Spotting the letter opener on your desk, you lurch across the room to grab it, holding it in front of you as you back away from the door. The knob continues to bang against the wood as you refuse to take eyes off of it. There’s sounds of men outside, loud and rambunctious, momentarily halting the grievances.
Until the knob moves again, slower this time, a light click that could be heard as it unlocks itself, opening into the low light of your quarters.
You recognise the frazzled looking soldier at your door.
“Lieutenant,” you voice in recognition. “What’s going on?”
He eyes the letter opener that you hold defiantly in front of you from across the room, and it has you retracting your force slightly.
“Pirates, your Highness,” he breathes out. “We must get you to lower deck—”
“Where is the Admiral? The Captain?” you ask as you take a couple steps forward.
“They’re handling the situation, your High–”

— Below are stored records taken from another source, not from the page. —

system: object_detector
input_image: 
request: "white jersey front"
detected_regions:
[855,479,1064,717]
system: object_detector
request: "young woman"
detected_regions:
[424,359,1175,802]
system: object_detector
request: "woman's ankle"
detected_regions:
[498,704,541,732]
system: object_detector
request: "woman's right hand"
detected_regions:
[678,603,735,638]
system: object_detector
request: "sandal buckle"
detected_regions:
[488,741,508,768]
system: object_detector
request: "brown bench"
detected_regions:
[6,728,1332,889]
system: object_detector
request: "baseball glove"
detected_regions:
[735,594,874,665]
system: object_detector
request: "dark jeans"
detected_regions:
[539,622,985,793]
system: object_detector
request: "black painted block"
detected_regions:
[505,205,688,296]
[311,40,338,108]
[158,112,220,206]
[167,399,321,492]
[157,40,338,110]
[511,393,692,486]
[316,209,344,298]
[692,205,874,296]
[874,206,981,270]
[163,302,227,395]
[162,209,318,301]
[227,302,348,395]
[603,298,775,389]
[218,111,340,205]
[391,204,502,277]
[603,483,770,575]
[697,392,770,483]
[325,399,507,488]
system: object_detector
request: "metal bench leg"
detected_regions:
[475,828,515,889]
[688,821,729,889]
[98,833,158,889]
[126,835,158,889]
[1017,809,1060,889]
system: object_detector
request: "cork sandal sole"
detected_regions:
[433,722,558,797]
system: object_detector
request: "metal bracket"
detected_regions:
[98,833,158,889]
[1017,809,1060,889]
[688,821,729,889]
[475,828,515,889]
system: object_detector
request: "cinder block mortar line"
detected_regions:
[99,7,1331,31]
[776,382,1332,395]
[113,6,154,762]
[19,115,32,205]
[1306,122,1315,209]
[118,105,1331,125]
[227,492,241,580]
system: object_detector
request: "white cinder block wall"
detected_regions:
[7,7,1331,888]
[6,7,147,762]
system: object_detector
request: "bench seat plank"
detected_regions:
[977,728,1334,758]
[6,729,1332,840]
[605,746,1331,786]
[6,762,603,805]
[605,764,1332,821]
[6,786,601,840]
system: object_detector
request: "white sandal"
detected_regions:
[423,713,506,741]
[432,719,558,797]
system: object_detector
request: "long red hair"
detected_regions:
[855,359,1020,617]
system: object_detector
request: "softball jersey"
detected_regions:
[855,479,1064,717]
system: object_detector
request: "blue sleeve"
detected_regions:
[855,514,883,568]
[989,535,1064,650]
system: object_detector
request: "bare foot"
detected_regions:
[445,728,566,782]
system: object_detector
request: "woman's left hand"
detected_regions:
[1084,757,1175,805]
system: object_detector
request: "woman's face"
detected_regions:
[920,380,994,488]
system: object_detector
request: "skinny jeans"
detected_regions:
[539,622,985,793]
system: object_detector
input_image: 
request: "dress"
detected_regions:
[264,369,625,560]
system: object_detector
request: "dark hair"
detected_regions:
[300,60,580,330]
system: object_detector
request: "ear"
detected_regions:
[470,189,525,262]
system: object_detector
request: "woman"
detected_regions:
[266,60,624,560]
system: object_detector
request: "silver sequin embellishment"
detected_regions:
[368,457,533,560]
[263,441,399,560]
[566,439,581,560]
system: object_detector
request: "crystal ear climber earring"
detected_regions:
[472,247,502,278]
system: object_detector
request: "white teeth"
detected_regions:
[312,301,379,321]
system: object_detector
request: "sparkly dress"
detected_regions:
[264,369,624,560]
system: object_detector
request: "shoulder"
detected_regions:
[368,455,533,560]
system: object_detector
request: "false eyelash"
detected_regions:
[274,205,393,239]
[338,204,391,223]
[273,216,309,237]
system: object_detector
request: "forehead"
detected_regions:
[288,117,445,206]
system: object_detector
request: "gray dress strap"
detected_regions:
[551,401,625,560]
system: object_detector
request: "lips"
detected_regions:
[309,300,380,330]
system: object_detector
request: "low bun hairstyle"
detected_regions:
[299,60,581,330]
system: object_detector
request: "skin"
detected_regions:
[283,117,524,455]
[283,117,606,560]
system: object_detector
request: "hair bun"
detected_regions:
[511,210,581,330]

An arm has come up behind the soldier that pulls him into a headlock, a swift pull to have him dragged away from your vision. You would’ve gasped if your voice hadn’t been caught in your throat, refusing to make itself known as fear brews in the pit of your stomach. Your hold on your makeshift weapon is tighter than ever before, yet you doubt how it’s going to help you as the culprit finally steps over something to appear in your doorframe.
His clothes are in a disarray; slashed, torn and covered in grime. There’s a deadly looking machete in one hand, the blood that coats it has you eyeing the trail that drips onto his hand and on the floor. His forearms are perched up on the doorframe as he inspects you, tongue to cheek as he stares.
Threatened as you feel, there was less hunger in his gaze as you had expected, more like he was trying to figure out who you were. He eyes your tiny letter opener you hold like a knife and lets out a little exhale you think might be a laugh. It has you gripping the handle impossibly tighter. The man moves his face into the hallway, to where you know the staircase to the main deck is.
“Hoshi!” he yells loudly. “How’s this for bait?”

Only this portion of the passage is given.